Last month we featured a series of poster presentations from ACRL 2015 that demonstrated great design and visual representations of research and ideas. One of the fantastic posters we saw at conference slipped into an email abyss and didn’t make it into those posts, but we’re remedying that now.
Today’s featured design is a poster, yes, but we’re highlighting it today because it uses a somewhat unconventional material from a website that has some definite design possibilities. Allison Carr, Social Sciences Librarian, and Talitha Matlin, STEM Librarian, both at California State University San Marcos, used Spoonflower to print their poster on fabric.

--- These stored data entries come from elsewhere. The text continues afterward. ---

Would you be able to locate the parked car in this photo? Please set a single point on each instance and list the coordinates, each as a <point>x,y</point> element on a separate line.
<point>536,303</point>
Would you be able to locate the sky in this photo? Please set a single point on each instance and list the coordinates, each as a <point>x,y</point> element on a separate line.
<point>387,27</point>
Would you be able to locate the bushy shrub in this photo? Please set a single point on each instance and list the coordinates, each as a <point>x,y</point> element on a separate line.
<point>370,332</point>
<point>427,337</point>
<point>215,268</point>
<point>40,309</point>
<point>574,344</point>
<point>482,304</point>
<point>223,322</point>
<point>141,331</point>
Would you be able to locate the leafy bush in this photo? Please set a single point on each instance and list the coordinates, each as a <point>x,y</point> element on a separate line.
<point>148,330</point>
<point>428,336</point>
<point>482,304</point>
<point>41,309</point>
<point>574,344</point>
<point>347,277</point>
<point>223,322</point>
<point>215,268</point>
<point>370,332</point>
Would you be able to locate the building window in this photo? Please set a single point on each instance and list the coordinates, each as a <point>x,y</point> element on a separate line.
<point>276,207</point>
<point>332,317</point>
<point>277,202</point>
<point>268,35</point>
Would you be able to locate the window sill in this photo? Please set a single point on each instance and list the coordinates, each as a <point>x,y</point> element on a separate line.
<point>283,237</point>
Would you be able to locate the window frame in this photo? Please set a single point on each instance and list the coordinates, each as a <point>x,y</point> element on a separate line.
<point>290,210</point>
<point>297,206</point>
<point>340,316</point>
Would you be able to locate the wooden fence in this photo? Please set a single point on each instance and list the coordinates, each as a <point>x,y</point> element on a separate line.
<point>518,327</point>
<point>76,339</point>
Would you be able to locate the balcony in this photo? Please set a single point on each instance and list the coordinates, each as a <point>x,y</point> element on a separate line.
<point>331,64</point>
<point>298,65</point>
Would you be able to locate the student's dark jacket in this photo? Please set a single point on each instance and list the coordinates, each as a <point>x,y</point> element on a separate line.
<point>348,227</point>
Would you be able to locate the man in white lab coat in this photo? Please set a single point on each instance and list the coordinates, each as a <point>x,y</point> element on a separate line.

Here’s Allison discussing their design process:
My default design style is minimal, which is reflected in the font selection, white space and few colors. I tend towards calming colors; we’ve used muted blues and greens for similar topics in the past and wanted to stick with these colors for our current poster. While I started with a solid white background, I ended up with a subtle pattern for visual interest. The two silhouettes represented the two of us in our process of critical reflection. We also wanted it to be easily read from further away to allow for more people to see the main points as they wandered through the exhibit hall. This meant we had to cut much of our original text to ensure that the font size could be as large as possible.Lastly, while you can’t tell from the PDF, we had our poster printed on fabric through Spoonflower. We wanted it to be easily transportable, but were unsure about the clarity and crispness of the final printing. Many of our design decisions were made with this in mind. They had suggested specifications for size and file format (Powerpoint to PDF), which we followed. In the end, the printing of the poster on fabric was the same, if not better, quality of a paper poster and we were thrilled with how it turned out.